Lots of model servers speak the OpenAI /v1 wire format: DeepSeek's API, llama.cpp's server, LM Studio, vLLM, and many hosted proxies. The openai-compatible provider points lgtmaybe at any of them — you supply the base URL, and (if the server wants one) a key.

This is the answer to "I don't want to be limited to the built-in provider list": anything that exposes an OpenAI-compatible /v1 endpoint works through one flag.

How it works

--provider openai-compatible routes through litellm's OpenAI client, but sends your requests to the --api-base you give instead of api.openai.com. The base URL is required (that's the whole point); the API key is optional:

  • Hosted endpoints (DeepSeek, a paid proxy) need a key — pass --api-key or set OPENAI_COMPATIBLE_API_KEY.
  • Local servers (llama.cpp, LM Studio, vLLM) usually need none. lgtmaybe sends a harmless placeholder key in that case, because the OpenAI client rejects an empty one.

The API key, when you do supply one, is read from the environment or --api-key and is never persisted to config.

Because the endpoint might be a slow local model, openai-compatible defaults to the same generous 300s per-call timeout as ollama.
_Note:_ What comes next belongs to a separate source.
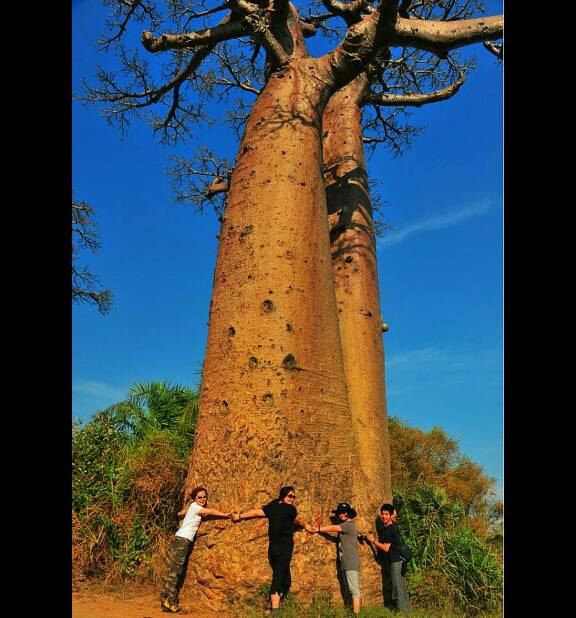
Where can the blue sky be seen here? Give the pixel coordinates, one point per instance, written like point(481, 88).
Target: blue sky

For a fast hosted endpoint like DeepSeek you can dial it down with --timeout (or timeout: in config).

DeepSeek (hosted, keyed)

export OPENAI_COMPATIBLE_API_KEY=sk-...        # your DeepSeek key

lgtmaybe review \
  --provider openai-compatible \
  --model deepseek-chat \
  --api-base https://api.deepseek.com/v1

You can pass the key inline with --api-key sk-... instead of the env var.
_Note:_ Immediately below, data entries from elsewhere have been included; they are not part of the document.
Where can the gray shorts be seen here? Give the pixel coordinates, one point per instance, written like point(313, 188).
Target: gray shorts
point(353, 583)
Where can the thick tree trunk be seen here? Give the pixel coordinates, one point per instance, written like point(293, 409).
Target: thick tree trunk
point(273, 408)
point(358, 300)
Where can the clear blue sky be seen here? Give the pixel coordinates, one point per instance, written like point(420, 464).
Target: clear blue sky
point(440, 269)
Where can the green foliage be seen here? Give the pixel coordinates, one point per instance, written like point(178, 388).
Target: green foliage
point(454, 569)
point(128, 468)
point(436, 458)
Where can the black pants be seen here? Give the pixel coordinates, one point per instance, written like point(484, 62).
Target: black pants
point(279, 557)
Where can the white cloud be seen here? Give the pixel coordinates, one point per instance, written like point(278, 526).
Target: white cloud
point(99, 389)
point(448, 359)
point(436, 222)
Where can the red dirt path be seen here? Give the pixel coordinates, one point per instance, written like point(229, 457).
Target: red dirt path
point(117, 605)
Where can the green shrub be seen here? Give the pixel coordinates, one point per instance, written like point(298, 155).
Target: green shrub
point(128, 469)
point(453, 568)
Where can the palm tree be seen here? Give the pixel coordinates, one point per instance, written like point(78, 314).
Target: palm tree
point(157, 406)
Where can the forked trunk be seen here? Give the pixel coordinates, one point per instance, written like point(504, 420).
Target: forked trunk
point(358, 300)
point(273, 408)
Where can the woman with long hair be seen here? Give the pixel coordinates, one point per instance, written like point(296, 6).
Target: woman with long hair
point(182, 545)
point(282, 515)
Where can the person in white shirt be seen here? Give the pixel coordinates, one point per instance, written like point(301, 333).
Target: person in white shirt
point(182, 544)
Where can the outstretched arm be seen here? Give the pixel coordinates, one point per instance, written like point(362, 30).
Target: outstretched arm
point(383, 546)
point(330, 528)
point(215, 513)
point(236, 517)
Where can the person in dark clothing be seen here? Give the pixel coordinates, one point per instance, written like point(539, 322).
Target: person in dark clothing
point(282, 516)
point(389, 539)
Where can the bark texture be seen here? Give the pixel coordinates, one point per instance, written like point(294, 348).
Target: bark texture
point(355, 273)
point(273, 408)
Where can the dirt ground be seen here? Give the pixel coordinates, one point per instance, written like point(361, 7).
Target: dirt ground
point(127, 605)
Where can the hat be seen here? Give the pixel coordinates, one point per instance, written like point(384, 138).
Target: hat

llama.cpp (local, keyless)

Start the server:

llama-server -m ./model.gguf --port 8000        # serves the OpenAI API at /v1

Then review against it — no key needed:

lgtmaybe review \
  --provider openai-compatible \
  --model local-model \
  --api-base http://localhost:8000/v1

LM Studio (local, keyless)

Enable the local server in LM Studio (it serves the OpenAI API, default port 1234), then:

lgtmaybe review \
  --provider openai-compatible \
  --model your-loaded-model \
  --api-base http://localhost:1234/v1

vLLM (local or self-hosted, keyless)

vllm serve meta-llama/Llama-3.1-8B-Instruct --port 8000
lgtmaybe review \
  --provider openai-compatible \
  --model meta-llama/Llama-3.1-8B-Instruct \
  --api-base http://localhost:8000/v1

Persist it in .lgtmaybe.yml

The provider, model, and base URL are non-secret defaults, so they can live in config (the key stays in the environment):

provider: openai-compatible
model: deepseek-chat
api_base: https://api.deepseek.com/v1

With that file in place, lgtmaybe review needs no flags. In the GitHub Action, set the same values as inputs (or in .lgtmaybe.yml) and pass api_key from a secret for hosted endpoints; leave it empty for keyless local servers reached at http://host.docker.internal:<port>/v1.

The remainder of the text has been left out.